Ich teile die Ansicht von *Vierlagig* ...
Wenn du etwas standardisieren willst und diene Ein- und Ausgänge nicht direkt benutzen möchtest, dann nimm doch die IN- und OUT- und INOUT-Schnittstellen deiner Bausteine ...

Ansonsten (um bei dem schon genannten Argument zu bleiben) gibt es im Programm ja auch noch die Funktion "Umverdrahten".

Gruß LL


----------



## Robot-Sun (1 November 2008)

@Larry: zur Zeit sieht es wie folgt aus
       E0.0       DB1_Eingänge xy
-----| |------ ()
Aber das is sicher nich die Input/Output Schnittstelle..

Okay, mit "Umverdrahten" hab ich noch nie gearbeitet, bin auch erst ein Neuling.

-----

@vierlagig) ne sicher lernt keiner die Merker auswendig.

Bei dem Anlagentyp den ich vor mir habe sieht es wie folgt aus.
-Eine Basissoftware für 16 Gruppen
-es sind 4,8,12,... Gruppen möglich
-somit brauch nur eine Software gewartet werden (sieht aber dann für manche Fälle unübersichtlich aus)
-Die Merkernutzung lässt keinen Raum für Erweiterungen bzw. fängt man an Lücken zusuchen wo noch bissel Platz ist.
--> Daraus folgte die Idee mit der Nutzung von DBs

Weiterhin kann es z.B. sinnvoll sein beim 4er Typ nicht die DI -Baugruppen zu Nutzen sondern die "2 Freien Eingänge" der CPU. (Kosten)


Gibt es denn Erfahrungswerte in welchen Rahmen die DB bzw. Merker variante liegen bzw. die dierekte Nuzung des Eingangs.

Ich spreche von so ca. 80 Eingängen.  (Eingägne kann man doch auch direkt einen Namen geben und nich immer E0.0 oder so hinschreiben oder? )


----------



## Gerhard K (1 November 2008)

egal ob ein/ausgänge, merker oder DB´s.du kannst fast allem einen namen geben.
rechte maustaste--> symbole bearbeiten und schon kannst du deiner fantasie freien lauf lassen.


----------



## MSB (1 November 2008)

Man könnte natürlich auch die Symbolik intelligent nutzen.

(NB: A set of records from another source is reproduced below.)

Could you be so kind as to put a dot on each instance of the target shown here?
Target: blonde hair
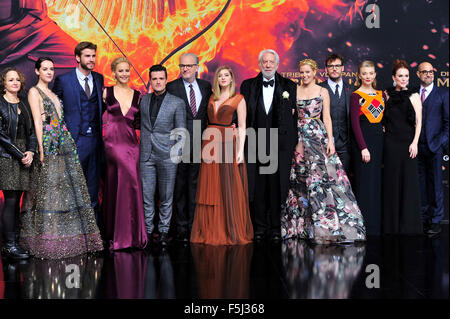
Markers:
(365, 64)
(310, 62)
(117, 61)
(217, 86)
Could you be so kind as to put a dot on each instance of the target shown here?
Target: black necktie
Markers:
(336, 93)
(267, 83)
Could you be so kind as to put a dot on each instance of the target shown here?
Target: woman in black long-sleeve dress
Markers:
(17, 146)
(402, 121)
(366, 111)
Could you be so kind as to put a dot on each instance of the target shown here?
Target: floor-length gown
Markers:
(320, 204)
(222, 214)
(58, 220)
(401, 189)
(123, 210)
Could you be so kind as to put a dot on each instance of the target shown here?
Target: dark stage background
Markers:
(232, 32)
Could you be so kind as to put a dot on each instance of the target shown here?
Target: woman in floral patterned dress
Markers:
(320, 204)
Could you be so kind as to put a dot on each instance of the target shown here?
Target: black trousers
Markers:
(266, 205)
(431, 188)
(185, 195)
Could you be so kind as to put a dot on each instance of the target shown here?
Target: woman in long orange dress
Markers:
(222, 214)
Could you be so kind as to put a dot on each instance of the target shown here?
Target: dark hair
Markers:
(157, 68)
(39, 61)
(3, 79)
(334, 56)
(399, 64)
(84, 45)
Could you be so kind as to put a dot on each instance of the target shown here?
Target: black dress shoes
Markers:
(435, 229)
(258, 237)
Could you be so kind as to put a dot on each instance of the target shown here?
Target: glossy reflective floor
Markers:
(409, 268)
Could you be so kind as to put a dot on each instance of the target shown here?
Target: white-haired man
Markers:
(270, 102)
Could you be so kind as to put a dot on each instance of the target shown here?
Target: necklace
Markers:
(9, 101)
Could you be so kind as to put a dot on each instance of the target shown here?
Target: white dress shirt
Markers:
(198, 93)
(332, 85)
(429, 88)
(268, 94)
(82, 82)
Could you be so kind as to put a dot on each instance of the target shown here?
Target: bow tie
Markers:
(267, 83)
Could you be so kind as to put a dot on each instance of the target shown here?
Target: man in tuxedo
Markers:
(270, 102)
(163, 119)
(195, 94)
(81, 93)
(432, 141)
(339, 107)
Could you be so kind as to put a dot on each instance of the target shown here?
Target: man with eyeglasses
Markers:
(195, 94)
(432, 141)
(339, 107)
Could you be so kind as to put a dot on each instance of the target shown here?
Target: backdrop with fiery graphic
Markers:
(230, 32)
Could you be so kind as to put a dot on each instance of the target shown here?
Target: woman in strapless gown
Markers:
(222, 214)
(58, 220)
(320, 204)
(123, 211)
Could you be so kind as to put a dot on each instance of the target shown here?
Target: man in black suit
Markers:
(270, 102)
(339, 107)
(195, 93)
(432, 142)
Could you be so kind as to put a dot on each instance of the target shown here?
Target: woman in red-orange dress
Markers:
(222, 214)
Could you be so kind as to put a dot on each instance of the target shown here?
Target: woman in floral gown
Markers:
(58, 219)
(320, 204)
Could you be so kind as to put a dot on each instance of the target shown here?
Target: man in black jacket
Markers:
(195, 93)
(339, 92)
(270, 102)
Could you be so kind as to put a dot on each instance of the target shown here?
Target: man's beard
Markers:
(268, 75)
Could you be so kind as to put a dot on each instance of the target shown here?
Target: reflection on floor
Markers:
(409, 267)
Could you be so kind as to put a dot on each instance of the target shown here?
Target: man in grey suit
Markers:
(163, 124)
(339, 92)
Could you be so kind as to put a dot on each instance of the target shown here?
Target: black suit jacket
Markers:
(251, 89)
(176, 87)
(347, 90)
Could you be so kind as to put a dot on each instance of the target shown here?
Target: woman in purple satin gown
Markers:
(123, 212)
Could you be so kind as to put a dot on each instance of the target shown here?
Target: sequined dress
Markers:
(58, 220)
(320, 204)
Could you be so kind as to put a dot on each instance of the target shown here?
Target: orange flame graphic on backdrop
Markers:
(147, 30)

In Verbindung mit Operandenvorrang Symbolik,
und der Bausteinkonsistenzprüfung ein gutes Werkzeug.

Dann kannst du dir den Merker/DB Scheiß komplett sparen.

Im Normalfall suche ich in Programmen nach EA's die ich mir aus dem Schaltplan suche,
Merker oder auch DB's finde ich in dem Fall bestenfalls noch verwirrend.

P.S. Wenn du schon immer eine Basissoftware für immer dasselbe hast,
vielleicht solltest du dann mal über einen vernünftig parametrierbaren FB
nachdenken, imho die beste Lösung.

Mfg
Manuel


----------



## vierlagig (1 November 2008)

da ich eure software nicht kenne, kann ich nur vermuten...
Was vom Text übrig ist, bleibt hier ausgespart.